We’re officially over the hump of summer. It feels like the beginning of the school year is creeping up quickly, and there are all those things I’d planned to get done in July…what exactly happened to July? I’ve always had mixed feelings about this time of year. The evenings are beautiful, the prairie flowers and grasses are tall and bright, coexisting in a densely crowded, field ecosystem. The farmer’s market is ripe with fruit and vegetable harvests. There are school supplies and fall clothing in the stores. In general, I am in on the growing communal excitement over a new academic year, new classes, making new syllabi, ordering books.

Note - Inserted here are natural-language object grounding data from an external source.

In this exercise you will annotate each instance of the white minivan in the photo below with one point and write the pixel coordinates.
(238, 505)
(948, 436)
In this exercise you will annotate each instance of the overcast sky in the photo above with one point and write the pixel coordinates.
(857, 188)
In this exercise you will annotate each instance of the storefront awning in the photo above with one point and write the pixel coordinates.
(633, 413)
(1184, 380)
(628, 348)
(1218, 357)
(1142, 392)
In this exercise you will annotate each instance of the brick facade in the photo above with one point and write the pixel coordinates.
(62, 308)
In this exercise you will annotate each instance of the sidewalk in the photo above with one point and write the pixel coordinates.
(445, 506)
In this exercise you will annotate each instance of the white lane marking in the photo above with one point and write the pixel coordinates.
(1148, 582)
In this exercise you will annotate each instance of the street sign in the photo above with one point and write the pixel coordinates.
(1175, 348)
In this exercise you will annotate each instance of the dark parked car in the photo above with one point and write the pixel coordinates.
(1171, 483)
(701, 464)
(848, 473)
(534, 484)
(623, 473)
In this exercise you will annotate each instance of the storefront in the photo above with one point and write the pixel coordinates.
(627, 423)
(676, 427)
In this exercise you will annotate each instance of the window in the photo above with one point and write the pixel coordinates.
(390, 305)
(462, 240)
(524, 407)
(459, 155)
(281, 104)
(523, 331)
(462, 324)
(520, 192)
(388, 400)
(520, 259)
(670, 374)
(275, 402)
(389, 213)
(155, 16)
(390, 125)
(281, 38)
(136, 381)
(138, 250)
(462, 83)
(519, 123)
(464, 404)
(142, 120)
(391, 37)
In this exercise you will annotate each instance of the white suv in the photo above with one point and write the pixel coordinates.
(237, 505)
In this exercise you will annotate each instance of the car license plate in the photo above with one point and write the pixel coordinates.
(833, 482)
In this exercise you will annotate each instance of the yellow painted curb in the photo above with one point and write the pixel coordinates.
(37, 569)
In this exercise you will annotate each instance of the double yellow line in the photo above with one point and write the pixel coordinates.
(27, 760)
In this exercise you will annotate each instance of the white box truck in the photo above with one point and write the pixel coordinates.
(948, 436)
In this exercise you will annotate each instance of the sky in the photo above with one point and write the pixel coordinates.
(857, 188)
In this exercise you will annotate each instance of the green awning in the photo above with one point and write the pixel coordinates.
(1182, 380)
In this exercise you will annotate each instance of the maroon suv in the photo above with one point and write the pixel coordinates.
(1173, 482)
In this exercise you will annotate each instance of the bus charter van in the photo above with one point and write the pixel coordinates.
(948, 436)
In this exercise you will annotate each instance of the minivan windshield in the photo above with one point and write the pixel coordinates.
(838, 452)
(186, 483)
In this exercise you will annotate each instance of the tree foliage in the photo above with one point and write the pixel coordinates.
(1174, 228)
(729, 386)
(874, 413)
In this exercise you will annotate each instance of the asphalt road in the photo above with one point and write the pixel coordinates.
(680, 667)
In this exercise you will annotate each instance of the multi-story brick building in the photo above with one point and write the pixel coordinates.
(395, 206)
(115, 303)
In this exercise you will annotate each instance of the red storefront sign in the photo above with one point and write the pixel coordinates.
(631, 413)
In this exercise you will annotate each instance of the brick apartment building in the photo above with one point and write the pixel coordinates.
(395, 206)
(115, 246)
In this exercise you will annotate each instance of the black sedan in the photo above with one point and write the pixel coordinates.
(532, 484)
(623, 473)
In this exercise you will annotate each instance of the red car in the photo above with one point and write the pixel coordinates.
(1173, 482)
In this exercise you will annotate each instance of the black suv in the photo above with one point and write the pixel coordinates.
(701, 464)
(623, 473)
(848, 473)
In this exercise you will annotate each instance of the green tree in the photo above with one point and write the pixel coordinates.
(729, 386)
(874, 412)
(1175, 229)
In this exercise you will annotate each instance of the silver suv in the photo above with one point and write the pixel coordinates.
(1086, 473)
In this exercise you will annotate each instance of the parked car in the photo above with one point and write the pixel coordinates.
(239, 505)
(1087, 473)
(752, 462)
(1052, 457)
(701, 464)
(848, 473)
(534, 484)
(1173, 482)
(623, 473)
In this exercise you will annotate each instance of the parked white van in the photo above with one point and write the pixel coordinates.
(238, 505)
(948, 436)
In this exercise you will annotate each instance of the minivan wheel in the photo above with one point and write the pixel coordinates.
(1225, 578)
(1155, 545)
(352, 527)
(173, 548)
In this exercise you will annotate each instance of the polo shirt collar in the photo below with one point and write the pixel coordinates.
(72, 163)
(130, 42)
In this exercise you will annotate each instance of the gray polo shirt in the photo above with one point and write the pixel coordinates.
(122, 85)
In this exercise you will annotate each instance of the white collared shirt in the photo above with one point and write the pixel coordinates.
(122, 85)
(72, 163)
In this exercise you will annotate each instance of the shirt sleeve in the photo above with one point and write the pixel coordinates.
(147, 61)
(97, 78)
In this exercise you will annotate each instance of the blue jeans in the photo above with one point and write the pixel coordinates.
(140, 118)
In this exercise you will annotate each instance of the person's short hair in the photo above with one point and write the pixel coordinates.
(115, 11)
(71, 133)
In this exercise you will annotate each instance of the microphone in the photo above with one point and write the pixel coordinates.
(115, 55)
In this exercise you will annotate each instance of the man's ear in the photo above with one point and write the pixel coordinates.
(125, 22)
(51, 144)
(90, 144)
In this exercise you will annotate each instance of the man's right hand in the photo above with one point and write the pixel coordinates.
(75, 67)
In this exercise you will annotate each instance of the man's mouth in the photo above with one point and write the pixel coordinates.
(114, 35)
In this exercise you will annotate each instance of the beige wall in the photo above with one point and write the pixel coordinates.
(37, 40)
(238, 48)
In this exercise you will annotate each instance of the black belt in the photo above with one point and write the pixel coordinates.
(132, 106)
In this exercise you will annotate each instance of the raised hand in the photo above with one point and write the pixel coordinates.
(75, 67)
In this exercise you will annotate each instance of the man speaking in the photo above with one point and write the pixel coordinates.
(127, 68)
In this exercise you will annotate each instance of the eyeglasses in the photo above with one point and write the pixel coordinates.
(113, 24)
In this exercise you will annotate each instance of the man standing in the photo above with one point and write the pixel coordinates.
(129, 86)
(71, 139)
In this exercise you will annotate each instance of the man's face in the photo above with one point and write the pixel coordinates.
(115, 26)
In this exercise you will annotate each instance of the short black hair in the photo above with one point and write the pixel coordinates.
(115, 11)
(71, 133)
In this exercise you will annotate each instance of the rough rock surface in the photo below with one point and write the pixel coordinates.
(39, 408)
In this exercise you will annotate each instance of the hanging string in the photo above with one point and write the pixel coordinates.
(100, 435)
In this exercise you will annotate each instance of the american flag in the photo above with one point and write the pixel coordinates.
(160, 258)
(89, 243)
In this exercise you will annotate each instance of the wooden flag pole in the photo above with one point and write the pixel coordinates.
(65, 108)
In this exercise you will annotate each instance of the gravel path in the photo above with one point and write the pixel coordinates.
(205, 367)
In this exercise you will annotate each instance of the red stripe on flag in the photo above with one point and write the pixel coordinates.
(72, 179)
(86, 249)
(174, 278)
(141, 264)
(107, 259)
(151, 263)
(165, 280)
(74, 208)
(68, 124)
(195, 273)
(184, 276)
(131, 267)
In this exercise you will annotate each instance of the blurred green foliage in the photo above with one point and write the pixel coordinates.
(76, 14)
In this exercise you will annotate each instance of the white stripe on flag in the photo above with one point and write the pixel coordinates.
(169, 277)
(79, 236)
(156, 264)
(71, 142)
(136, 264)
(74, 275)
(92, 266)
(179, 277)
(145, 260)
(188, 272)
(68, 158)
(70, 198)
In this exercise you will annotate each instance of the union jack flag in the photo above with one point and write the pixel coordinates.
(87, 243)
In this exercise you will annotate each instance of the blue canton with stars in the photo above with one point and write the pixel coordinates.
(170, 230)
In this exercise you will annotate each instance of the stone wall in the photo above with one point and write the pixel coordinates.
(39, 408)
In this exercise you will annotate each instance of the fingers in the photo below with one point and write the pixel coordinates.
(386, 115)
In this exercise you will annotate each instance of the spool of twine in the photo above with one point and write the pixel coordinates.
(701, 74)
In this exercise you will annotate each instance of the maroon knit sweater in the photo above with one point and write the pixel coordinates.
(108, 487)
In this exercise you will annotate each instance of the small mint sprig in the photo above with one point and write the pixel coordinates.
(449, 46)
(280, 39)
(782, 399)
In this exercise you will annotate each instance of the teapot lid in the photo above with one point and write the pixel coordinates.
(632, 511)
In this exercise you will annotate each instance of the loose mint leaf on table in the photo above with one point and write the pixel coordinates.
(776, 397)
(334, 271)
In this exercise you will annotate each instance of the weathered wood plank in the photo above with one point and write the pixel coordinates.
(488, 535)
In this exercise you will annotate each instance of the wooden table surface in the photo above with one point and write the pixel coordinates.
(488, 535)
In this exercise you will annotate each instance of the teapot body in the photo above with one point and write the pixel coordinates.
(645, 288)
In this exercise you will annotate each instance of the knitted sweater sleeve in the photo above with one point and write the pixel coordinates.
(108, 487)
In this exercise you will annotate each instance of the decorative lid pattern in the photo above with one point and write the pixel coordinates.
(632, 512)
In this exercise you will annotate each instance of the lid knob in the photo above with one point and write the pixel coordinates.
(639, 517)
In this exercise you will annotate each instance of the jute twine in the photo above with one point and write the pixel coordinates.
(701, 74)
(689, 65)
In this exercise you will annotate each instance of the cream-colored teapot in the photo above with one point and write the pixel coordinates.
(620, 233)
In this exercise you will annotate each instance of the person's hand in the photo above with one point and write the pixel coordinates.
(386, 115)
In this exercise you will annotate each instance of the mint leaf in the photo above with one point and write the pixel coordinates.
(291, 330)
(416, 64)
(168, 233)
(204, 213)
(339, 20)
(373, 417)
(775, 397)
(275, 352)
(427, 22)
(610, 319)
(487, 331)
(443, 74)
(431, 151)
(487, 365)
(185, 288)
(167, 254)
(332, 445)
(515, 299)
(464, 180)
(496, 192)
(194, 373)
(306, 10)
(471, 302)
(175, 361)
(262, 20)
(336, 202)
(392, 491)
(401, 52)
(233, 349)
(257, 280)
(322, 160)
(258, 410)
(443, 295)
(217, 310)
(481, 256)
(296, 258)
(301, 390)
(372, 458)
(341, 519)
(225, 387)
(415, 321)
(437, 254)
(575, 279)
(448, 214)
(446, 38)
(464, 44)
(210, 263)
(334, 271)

On the other had, there is a mild malaise that often sets in about now. I’m generally broke by the end of July, no matter how hard I saved, most of my friends are out of town traveling, and I begin to look back on the summer and realize that I haven’t tackled half the projects or accomplished half the goals I set out to. Or even a third. My book isn’t contest-ready, as I’d hoped it would be, I never got that head start of my prelim reading, and I didn’t get back in shape by biking everywhere either. And there are tasks that take priority over even those personal projects: work for the Sycamore Review and for the Purdue OWL, for example. The start-of-summer energy has dwindled, and all my time off thus far feels like a bust.
The year is waning, the moon is waning. For now I’ll blame that. Wednesday is another New Moon–our eighth invitation to make a fresh start this year.